Starting on the morning of May 4th 2009 AGLT2 began upgrading from dCache 1.8.0-15p12 to 18.104.22.168 as well as migrating to Chimera. This was motivated by an increasing number of issues, many of whom were supposed to be addressed in the 1.9.2 version of dCache. One pressing problem was that SRM was failing repeatedly over the prior weekend.
Initial migration for dCache was quick but the upgrade from PNFS to Chimera was VERY slow. Enventually the problem was traced to the version of Postgres we were using: 8.1.14. By Thursday late afternoon on May 7th we had only migrated 2 million out of 3 million PNFS entries to Chimera and the update rate was only 3.3/second. We stopped the SQL injection into the 'chimera' DB at that point and upgraded postgres
to version 8.3.7. The Postgres upgrade took approximately 2 hours. After it finished we were able to inject records into Chimera at an average of 140/second with bursts of up to 1200/second. Chimera upgrade was completed around 10 PM on May 7th.

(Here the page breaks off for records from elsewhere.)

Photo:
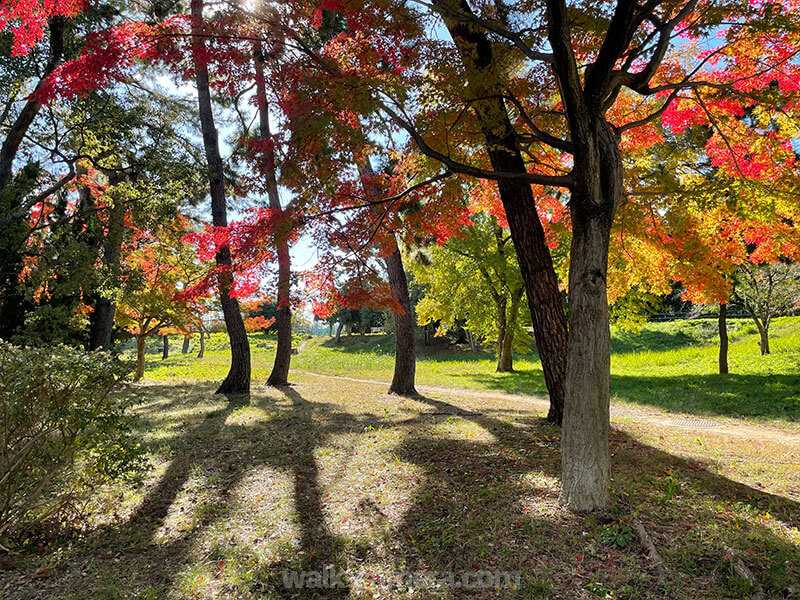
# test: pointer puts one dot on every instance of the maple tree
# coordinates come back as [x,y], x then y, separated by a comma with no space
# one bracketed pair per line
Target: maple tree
[161,267]
[548,105]
[473,278]
[565,123]
[766,289]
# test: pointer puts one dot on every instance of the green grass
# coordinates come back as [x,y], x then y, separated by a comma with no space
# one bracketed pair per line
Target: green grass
[338,473]
[671,366]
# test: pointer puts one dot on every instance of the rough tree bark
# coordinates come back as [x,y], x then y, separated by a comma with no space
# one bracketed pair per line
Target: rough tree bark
[202,351]
[140,340]
[13,302]
[101,320]
[535,261]
[505,360]
[283,351]
[405,354]
[238,378]
[595,196]
[722,326]
[763,332]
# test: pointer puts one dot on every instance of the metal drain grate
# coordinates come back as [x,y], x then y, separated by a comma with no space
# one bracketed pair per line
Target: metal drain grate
[693,423]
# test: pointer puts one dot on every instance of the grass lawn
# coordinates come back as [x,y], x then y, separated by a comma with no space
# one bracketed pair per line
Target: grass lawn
[671,366]
[332,472]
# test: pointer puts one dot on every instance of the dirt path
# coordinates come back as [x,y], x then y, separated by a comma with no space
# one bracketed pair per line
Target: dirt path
[622,413]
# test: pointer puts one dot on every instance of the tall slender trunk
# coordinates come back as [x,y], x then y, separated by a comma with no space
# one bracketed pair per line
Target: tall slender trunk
[405,355]
[14,229]
[238,378]
[101,322]
[283,350]
[535,261]
[763,332]
[722,326]
[763,329]
[140,340]
[505,363]
[202,352]
[585,453]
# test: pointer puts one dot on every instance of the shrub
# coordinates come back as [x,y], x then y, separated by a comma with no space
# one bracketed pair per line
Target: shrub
[62,433]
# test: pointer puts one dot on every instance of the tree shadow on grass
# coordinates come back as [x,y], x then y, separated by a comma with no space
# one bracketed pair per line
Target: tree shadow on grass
[163,538]
[488,503]
[492,505]
[771,396]
[767,396]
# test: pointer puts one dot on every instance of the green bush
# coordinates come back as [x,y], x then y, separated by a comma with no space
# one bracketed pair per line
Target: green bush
[62,433]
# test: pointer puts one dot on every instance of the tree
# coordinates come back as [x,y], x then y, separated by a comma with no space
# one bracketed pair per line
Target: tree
[606,75]
[473,278]
[283,352]
[558,101]
[238,379]
[766,290]
[161,267]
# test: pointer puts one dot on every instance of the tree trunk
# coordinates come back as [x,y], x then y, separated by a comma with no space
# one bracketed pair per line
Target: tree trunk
[283,350]
[505,362]
[722,326]
[585,453]
[405,357]
[535,261]
[14,228]
[763,332]
[101,320]
[238,378]
[139,357]
[202,343]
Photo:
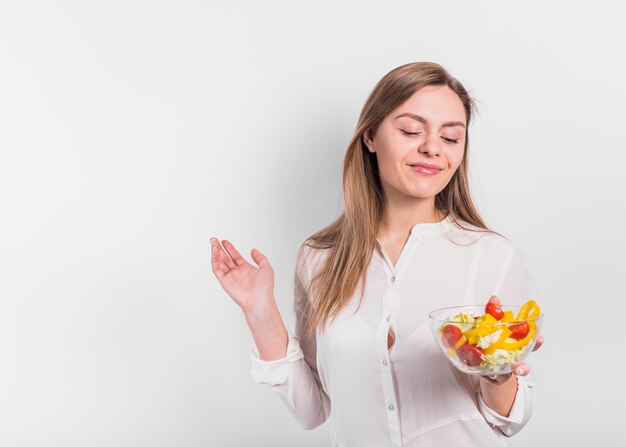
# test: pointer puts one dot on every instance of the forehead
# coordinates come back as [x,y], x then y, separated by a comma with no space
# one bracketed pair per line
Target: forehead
[435,103]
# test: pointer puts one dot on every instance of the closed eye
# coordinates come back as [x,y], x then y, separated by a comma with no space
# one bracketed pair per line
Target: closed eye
[450,140]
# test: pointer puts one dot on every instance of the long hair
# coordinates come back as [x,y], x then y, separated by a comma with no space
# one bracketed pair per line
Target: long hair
[351,238]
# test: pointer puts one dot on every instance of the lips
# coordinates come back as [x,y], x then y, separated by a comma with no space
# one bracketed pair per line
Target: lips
[426,168]
[427,165]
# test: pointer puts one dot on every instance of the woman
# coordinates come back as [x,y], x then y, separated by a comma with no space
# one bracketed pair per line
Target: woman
[409,241]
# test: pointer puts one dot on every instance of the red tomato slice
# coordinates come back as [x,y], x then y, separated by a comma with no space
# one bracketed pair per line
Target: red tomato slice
[471,355]
[495,310]
[450,335]
[519,331]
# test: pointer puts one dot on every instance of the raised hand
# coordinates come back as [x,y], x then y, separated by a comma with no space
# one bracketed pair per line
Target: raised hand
[250,287]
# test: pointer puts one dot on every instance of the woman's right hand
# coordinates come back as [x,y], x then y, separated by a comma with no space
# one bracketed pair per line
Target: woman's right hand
[248,286]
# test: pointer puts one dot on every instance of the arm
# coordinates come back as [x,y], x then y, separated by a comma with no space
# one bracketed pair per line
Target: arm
[293,376]
[508,405]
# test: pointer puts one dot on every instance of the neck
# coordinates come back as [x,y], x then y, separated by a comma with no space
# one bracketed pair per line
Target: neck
[400,215]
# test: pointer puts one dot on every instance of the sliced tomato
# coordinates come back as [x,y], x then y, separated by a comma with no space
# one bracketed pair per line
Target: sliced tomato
[450,335]
[471,355]
[519,331]
[495,310]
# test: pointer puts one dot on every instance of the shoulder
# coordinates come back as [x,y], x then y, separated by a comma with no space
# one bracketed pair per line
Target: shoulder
[310,257]
[466,234]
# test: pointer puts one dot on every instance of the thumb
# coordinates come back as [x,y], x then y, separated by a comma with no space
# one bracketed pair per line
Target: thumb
[259,258]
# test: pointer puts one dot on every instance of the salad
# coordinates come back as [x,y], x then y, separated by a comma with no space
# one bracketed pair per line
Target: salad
[493,341]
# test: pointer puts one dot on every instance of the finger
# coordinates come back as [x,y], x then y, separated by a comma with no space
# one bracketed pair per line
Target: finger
[260,259]
[497,378]
[219,269]
[520,368]
[226,264]
[538,343]
[495,300]
[234,254]
[226,260]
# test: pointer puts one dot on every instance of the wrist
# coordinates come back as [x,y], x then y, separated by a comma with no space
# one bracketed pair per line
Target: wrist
[263,311]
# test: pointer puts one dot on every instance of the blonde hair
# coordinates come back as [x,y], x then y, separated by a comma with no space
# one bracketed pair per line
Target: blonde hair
[351,238]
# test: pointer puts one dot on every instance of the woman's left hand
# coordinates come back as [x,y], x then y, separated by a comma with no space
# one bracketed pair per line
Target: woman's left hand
[519,368]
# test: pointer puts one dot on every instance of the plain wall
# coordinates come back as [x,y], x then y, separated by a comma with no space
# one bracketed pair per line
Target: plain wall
[131,132]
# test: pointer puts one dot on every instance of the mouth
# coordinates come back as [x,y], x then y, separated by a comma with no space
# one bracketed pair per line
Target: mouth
[426,169]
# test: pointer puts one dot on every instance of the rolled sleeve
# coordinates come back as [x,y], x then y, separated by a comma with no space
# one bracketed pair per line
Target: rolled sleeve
[520,411]
[275,372]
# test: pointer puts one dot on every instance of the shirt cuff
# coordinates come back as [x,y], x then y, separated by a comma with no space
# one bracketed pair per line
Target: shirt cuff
[518,410]
[275,372]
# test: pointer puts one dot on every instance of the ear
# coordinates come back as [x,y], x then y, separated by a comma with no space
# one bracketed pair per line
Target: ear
[366,140]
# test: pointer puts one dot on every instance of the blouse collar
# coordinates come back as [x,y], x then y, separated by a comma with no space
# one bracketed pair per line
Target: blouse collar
[440,227]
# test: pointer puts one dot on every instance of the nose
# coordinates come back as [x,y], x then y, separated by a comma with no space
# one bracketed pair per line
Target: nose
[430,145]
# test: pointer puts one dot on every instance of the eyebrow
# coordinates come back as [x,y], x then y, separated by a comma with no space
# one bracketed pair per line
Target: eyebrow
[423,120]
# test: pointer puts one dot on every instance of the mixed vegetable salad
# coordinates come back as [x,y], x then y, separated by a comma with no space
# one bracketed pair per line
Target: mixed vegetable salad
[492,341]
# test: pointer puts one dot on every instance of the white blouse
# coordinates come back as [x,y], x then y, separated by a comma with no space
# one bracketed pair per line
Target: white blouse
[408,395]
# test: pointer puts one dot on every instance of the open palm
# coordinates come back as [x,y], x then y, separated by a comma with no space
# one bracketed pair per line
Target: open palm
[246,284]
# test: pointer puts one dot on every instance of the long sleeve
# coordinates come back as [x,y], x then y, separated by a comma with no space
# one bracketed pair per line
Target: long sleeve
[512,288]
[295,377]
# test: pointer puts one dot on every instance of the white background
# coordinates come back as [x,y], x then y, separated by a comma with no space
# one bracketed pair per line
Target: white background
[131,132]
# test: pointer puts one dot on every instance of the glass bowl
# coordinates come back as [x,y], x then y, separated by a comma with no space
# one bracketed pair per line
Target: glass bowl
[477,343]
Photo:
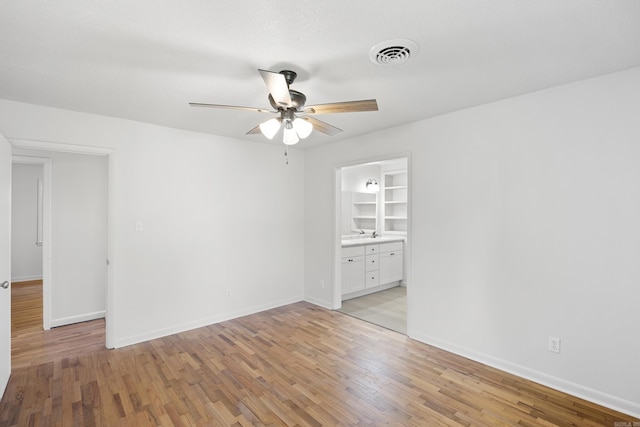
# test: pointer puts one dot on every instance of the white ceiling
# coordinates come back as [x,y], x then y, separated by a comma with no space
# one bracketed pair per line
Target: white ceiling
[145,60]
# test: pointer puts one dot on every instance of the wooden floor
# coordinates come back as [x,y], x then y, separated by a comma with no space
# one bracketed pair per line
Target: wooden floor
[298,365]
[386,308]
[31,345]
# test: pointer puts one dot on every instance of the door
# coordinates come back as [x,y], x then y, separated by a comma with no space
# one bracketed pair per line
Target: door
[5,263]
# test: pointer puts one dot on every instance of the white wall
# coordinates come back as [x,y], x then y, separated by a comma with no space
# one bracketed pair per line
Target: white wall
[525,225]
[213,209]
[79,208]
[26,256]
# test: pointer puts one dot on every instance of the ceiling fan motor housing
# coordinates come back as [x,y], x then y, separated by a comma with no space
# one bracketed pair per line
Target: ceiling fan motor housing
[297,100]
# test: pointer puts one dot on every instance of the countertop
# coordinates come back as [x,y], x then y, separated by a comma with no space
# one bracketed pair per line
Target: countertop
[359,241]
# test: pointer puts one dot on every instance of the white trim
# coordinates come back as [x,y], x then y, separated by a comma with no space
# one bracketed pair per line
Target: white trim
[25,279]
[64,321]
[317,302]
[98,151]
[577,390]
[46,232]
[176,329]
[336,297]
[33,144]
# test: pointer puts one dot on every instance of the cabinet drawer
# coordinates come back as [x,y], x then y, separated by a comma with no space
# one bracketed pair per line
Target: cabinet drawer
[390,247]
[353,251]
[372,262]
[372,249]
[371,277]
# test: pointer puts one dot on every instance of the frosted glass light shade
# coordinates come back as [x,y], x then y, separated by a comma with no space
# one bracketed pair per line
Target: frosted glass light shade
[270,128]
[302,127]
[290,136]
[372,185]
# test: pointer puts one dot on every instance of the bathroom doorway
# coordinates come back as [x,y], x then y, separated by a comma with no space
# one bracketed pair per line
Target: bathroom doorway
[373,241]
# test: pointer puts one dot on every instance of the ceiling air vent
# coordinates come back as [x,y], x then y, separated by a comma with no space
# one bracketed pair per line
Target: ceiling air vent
[393,52]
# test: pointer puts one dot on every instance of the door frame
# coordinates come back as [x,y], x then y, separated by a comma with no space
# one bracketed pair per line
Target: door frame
[110,154]
[46,232]
[336,300]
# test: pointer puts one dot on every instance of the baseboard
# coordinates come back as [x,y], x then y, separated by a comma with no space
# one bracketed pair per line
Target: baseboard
[176,329]
[368,291]
[318,302]
[25,278]
[25,283]
[577,390]
[64,321]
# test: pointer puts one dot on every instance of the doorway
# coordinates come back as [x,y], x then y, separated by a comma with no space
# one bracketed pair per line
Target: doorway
[72,233]
[373,241]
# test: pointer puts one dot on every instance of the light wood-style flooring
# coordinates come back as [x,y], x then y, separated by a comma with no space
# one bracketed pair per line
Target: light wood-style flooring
[386,308]
[31,345]
[297,365]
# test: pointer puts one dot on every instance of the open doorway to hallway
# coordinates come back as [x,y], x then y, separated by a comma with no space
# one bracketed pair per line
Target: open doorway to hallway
[71,233]
[374,241]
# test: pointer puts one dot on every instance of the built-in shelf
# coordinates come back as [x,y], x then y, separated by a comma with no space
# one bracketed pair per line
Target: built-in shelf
[394,193]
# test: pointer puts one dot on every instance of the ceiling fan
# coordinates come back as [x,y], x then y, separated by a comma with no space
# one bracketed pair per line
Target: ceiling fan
[294,117]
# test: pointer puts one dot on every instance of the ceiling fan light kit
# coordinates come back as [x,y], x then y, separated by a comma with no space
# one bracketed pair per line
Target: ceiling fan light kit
[294,118]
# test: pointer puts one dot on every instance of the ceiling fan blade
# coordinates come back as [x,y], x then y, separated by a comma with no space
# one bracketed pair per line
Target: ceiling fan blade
[255,130]
[323,127]
[231,107]
[343,107]
[278,87]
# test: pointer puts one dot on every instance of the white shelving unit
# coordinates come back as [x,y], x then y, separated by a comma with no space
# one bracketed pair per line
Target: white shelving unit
[364,212]
[394,189]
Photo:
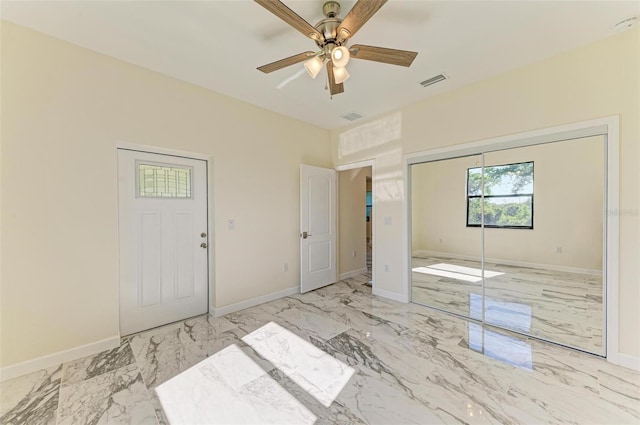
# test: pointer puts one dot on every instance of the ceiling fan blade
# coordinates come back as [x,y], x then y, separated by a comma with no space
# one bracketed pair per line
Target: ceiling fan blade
[292,18]
[333,87]
[283,63]
[382,54]
[359,14]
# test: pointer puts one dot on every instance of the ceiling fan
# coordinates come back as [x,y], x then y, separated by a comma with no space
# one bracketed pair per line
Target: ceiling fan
[331,36]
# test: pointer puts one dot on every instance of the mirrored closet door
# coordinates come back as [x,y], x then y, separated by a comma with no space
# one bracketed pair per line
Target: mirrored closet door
[514,239]
[446,267]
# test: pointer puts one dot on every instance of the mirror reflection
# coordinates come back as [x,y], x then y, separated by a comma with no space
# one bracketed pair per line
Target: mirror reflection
[516,243]
[446,270]
[552,284]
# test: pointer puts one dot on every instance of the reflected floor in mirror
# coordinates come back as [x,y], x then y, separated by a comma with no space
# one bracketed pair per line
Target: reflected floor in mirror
[337,355]
[566,308]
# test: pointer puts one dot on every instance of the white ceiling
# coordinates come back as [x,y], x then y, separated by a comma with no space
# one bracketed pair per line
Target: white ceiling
[219,44]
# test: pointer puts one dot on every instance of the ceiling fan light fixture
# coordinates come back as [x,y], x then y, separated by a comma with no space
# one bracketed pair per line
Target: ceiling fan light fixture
[340,74]
[340,56]
[313,66]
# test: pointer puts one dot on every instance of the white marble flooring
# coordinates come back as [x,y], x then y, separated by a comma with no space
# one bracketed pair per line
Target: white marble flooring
[566,308]
[338,355]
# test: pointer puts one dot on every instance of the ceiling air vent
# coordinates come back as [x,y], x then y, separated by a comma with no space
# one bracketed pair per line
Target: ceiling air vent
[433,80]
[351,116]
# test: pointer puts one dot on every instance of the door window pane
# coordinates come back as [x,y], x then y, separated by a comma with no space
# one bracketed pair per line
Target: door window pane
[161,181]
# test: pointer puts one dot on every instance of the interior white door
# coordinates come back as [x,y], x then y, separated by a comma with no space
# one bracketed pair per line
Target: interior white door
[162,214]
[318,211]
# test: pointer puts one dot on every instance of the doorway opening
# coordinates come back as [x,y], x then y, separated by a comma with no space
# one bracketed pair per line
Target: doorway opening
[355,221]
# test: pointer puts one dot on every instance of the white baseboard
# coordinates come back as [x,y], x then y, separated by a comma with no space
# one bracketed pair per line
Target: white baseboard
[626,360]
[554,267]
[403,298]
[353,273]
[55,359]
[232,308]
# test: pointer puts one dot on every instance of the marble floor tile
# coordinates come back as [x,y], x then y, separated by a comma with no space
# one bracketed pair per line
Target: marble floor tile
[339,355]
[164,352]
[31,399]
[115,397]
[89,367]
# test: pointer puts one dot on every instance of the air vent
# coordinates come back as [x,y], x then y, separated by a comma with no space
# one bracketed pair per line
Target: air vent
[351,116]
[433,80]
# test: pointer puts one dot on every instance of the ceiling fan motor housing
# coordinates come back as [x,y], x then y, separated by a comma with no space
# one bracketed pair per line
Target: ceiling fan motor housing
[329,27]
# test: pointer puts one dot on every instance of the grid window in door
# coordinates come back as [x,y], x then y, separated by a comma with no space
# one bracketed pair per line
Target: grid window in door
[162,181]
[508,196]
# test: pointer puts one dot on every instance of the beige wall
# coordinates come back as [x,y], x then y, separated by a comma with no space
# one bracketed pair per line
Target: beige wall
[64,108]
[568,207]
[594,81]
[352,187]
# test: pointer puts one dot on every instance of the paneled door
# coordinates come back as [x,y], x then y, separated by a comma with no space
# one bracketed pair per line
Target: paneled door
[318,211]
[162,214]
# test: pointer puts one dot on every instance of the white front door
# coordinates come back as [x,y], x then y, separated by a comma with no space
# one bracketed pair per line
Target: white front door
[162,213]
[317,227]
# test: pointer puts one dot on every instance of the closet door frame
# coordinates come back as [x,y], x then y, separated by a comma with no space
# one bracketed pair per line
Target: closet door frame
[607,127]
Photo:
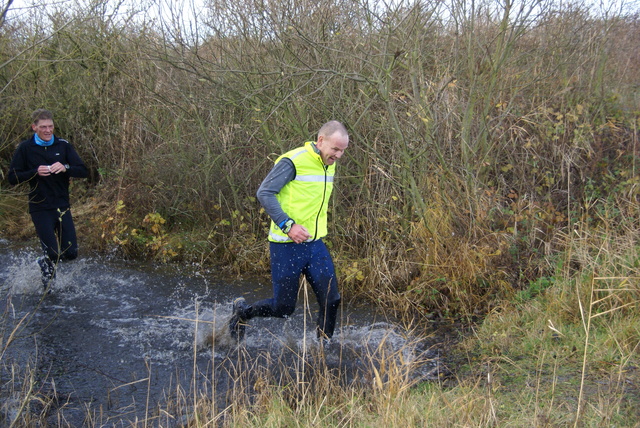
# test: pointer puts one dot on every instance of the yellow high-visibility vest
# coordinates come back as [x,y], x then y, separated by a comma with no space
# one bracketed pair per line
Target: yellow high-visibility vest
[306,198]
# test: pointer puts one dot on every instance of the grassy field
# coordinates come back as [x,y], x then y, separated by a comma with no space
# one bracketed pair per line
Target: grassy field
[491,180]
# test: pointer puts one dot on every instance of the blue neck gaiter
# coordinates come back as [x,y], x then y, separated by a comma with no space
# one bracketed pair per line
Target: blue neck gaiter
[41,142]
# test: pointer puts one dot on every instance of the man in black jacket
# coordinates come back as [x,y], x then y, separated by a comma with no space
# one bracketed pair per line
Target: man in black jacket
[47,162]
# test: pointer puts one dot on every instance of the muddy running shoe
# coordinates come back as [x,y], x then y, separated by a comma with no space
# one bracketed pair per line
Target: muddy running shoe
[48,270]
[238,317]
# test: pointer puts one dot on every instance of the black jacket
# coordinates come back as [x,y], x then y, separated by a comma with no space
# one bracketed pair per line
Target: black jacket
[52,191]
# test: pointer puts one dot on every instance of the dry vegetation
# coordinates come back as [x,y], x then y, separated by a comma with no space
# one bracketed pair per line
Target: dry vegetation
[492,173]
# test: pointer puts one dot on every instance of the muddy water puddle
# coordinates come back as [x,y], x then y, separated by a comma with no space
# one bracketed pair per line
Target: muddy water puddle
[117,342]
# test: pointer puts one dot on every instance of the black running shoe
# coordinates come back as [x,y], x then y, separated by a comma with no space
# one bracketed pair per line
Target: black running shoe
[238,317]
[48,270]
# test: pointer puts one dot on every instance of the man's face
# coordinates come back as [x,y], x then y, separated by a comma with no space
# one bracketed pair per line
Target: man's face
[332,148]
[44,128]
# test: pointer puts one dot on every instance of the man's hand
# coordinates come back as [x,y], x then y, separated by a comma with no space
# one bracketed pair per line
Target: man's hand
[56,168]
[298,233]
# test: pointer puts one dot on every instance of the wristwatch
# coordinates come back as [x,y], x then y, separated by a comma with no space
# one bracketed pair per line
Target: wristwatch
[286,226]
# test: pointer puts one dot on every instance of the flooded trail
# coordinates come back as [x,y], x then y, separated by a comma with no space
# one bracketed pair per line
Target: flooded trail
[117,342]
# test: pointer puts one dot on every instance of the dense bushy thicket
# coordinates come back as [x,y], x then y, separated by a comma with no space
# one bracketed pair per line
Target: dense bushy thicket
[481,133]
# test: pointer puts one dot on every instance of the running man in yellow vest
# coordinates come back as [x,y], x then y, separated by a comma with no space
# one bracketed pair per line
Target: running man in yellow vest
[295,194]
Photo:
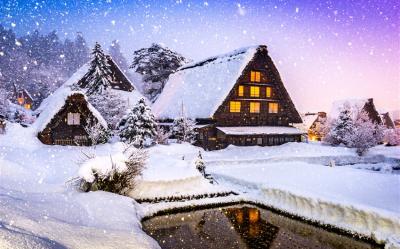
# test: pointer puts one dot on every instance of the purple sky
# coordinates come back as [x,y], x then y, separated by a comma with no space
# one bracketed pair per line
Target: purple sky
[324,50]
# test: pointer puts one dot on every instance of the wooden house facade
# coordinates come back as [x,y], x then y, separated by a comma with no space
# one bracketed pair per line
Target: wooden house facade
[65,125]
[237,98]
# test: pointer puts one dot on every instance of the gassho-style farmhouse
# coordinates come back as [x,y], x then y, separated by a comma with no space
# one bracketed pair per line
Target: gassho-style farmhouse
[236,98]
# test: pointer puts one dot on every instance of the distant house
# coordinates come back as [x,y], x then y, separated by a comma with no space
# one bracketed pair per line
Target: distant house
[236,98]
[24,99]
[387,120]
[63,121]
[355,106]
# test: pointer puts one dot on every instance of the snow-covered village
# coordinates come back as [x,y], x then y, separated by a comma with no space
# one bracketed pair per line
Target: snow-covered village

At this point we need to register all the pools to Chimera. This was started around 11 PM and we expected it to complete within a few hours. However it took longer than expected and the node "hung" around 3AM. We restarted the node around 8 AM on May 8th and completed the registration of files by around noon. We were able to successfully begin file transfers during the afternoon but were encountering problems. It turned out the code to check the Adler32 values for file transfers depended upon the ability to get Adler32 checksums via the /pnfs file system and this was not working in the same way for Chimera. By 6PM on May 8th we had reverted the DQ2 services to the non-checking (default) configuration and files were able to move. TODO
Get a new way of finding Adler32 values from Chimera.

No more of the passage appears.